Sunday, January 10, 2010

This Makes No Sense at All

AP is reporting that cadmium, an extremely toxic and dangerous metal, has been used to replace lead in children's toys manufactured and exported from China. Cadmium is more dangerous than lead. Cadmium is more expensive than zinc (as best as I can tell; the question is not as straight-forward as one might think), the metal of choice, and is, in fact, primarily a by-product of mining and smelting zinc. Yet the high-end values of the toys tested were in the range of 84 to 89 percent cadmium in composition, according to the article, and 12 out of 103 items tested had 10 percent or more.

WTF, China?
Followup, Jan. 11: According to an updated article in OregonLive,
Inez Tenenbaum, chairman of the Consumer Product Safety Commission, said in taped remarks to be delivered Tuesday in Hong Kong that her agency would be strenuously guarding against attempts to swap one health hazard for another, now that lead is barred under U.S. law in children's toys and jewelry.

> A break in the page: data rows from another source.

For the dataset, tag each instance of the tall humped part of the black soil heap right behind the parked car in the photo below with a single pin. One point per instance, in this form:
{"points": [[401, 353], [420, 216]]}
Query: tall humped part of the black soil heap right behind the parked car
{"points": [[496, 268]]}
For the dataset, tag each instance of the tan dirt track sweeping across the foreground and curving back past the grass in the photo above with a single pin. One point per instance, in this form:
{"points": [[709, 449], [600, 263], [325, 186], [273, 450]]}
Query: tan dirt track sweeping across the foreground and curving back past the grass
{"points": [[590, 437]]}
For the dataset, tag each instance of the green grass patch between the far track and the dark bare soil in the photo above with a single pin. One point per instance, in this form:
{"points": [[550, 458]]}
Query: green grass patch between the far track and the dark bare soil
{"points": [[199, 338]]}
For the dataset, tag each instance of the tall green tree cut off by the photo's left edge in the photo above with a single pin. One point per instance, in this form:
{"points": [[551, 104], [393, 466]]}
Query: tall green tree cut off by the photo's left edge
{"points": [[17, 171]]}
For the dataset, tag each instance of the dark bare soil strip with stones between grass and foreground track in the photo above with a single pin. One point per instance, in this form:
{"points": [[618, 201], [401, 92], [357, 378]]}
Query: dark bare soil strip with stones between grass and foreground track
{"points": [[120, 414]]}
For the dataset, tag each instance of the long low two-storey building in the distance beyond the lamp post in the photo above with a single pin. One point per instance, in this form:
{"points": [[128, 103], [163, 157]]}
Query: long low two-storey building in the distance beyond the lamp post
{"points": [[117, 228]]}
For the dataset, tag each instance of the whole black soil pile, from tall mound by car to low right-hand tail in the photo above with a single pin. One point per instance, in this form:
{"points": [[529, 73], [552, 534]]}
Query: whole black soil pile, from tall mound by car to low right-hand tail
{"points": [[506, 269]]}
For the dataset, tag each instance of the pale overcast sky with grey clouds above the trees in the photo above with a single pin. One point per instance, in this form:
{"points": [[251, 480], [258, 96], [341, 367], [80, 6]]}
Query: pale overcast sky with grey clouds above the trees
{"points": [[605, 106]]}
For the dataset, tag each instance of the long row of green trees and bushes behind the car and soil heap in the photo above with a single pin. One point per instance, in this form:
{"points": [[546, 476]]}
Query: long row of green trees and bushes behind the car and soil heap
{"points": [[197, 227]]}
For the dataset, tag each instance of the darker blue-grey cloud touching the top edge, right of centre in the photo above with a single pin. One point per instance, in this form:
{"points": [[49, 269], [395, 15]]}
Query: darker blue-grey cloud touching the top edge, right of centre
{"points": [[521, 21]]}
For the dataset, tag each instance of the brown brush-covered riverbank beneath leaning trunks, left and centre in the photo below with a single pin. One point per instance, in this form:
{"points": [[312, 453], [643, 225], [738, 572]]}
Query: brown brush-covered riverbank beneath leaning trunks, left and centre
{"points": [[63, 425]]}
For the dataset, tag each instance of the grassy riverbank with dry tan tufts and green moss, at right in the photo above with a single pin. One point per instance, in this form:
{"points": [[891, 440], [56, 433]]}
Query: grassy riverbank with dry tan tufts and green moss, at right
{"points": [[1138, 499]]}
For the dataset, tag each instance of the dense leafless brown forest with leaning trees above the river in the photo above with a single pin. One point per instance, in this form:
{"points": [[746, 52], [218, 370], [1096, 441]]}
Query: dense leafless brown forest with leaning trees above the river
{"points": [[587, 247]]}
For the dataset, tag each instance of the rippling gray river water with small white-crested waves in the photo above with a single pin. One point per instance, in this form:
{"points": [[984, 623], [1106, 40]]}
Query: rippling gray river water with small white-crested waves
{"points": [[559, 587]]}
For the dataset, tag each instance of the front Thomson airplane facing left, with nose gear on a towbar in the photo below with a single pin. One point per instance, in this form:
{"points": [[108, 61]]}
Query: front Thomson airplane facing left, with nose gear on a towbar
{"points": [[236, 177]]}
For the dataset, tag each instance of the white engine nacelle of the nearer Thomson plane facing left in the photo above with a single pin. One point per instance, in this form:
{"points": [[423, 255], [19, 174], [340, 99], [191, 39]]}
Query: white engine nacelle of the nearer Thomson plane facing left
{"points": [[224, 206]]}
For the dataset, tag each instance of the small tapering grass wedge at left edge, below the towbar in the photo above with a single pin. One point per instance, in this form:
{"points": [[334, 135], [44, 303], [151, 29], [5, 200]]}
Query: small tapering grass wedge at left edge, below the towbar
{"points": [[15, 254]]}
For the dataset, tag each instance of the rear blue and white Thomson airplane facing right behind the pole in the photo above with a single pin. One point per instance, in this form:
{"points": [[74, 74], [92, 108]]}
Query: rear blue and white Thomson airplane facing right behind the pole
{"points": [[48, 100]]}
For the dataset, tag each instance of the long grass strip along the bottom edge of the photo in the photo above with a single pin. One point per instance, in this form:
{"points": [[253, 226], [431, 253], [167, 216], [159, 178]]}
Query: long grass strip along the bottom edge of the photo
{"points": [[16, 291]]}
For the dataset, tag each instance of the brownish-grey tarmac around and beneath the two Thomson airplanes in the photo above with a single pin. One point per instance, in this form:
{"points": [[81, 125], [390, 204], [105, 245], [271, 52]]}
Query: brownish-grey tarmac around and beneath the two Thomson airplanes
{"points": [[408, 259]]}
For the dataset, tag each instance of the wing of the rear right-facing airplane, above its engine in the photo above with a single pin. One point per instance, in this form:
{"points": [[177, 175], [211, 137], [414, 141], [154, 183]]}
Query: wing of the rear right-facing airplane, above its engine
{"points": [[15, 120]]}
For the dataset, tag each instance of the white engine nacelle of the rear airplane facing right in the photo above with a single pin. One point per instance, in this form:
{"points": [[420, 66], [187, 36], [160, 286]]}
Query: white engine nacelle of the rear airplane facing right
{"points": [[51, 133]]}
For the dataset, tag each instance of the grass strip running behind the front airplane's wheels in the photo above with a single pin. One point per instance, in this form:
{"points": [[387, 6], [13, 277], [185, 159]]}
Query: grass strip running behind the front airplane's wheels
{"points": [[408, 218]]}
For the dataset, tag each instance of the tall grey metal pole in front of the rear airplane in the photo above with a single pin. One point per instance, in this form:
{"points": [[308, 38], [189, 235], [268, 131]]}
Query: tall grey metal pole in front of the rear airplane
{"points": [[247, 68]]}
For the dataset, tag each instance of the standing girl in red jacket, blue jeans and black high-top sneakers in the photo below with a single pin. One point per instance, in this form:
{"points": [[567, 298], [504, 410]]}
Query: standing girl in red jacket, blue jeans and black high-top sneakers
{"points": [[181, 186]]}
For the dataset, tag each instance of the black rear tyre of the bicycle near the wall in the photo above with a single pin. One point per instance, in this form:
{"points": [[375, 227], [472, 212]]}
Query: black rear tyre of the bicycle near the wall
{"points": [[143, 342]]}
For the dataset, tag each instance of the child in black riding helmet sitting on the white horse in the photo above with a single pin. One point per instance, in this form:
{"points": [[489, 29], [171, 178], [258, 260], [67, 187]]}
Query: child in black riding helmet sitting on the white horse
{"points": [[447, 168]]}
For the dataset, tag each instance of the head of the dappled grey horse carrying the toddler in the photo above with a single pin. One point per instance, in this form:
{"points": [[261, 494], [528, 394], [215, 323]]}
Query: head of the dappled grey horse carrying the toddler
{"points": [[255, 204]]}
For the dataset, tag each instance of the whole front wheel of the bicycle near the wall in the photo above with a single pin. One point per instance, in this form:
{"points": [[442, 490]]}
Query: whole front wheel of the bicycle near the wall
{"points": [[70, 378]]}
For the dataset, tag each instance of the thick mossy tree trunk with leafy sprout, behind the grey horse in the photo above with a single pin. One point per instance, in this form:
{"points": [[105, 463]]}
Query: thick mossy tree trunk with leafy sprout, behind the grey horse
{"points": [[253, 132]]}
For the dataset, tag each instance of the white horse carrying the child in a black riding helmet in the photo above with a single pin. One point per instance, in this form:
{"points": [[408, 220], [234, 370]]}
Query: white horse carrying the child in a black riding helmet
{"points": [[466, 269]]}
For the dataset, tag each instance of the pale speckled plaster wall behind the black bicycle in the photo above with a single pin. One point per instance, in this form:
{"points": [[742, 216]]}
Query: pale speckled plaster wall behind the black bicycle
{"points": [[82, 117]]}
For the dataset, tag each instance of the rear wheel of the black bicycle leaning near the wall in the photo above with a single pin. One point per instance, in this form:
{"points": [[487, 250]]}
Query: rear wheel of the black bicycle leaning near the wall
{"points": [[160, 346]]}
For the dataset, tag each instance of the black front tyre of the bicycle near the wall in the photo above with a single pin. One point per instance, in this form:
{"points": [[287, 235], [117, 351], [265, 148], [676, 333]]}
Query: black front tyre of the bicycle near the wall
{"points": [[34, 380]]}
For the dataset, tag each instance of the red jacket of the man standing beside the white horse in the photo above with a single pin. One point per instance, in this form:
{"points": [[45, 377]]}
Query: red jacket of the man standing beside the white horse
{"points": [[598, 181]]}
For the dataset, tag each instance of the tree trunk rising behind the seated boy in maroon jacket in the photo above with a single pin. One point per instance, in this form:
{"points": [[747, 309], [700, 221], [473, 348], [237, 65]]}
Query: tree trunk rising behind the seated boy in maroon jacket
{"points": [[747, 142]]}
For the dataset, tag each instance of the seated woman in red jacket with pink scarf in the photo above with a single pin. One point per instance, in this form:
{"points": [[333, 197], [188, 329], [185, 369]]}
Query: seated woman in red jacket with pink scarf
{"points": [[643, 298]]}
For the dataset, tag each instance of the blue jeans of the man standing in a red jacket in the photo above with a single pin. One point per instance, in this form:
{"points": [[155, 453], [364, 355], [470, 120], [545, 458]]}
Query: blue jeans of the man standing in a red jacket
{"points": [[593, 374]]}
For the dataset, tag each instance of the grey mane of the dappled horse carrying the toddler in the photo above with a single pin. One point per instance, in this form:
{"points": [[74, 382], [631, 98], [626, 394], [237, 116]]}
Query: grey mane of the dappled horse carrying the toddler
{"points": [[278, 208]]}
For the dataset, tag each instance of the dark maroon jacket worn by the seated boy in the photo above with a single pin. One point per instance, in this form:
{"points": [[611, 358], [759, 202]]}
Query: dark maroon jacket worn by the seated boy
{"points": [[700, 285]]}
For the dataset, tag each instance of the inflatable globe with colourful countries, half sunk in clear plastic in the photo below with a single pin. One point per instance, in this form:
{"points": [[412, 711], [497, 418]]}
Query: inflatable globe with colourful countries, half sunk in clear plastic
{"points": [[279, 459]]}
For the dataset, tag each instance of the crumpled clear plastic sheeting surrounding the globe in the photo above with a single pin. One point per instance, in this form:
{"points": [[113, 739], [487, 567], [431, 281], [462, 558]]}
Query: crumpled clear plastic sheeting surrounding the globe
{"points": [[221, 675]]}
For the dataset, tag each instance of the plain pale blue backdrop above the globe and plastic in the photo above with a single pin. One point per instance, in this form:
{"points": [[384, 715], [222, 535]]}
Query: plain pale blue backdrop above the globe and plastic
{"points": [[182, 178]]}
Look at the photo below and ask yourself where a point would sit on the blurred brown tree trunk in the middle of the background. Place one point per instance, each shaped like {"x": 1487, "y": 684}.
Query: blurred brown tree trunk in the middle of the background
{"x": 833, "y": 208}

"I would highly encourage all of you to ensure that toy manufacturers and children's product manufacturers in your country are not substituting cadmium, antimony, barium, in place of lead."
We'll see. If they have to stop using cadmium, antimony or barium, they'll probably turn to depleted uranium,

1 comment:

  1. Clearly they want to kill or brain damage American children. The companies that import these should be made by law to test and certify that these things are harmless, but this being American where the Corporation is Holy... forgetaboutit.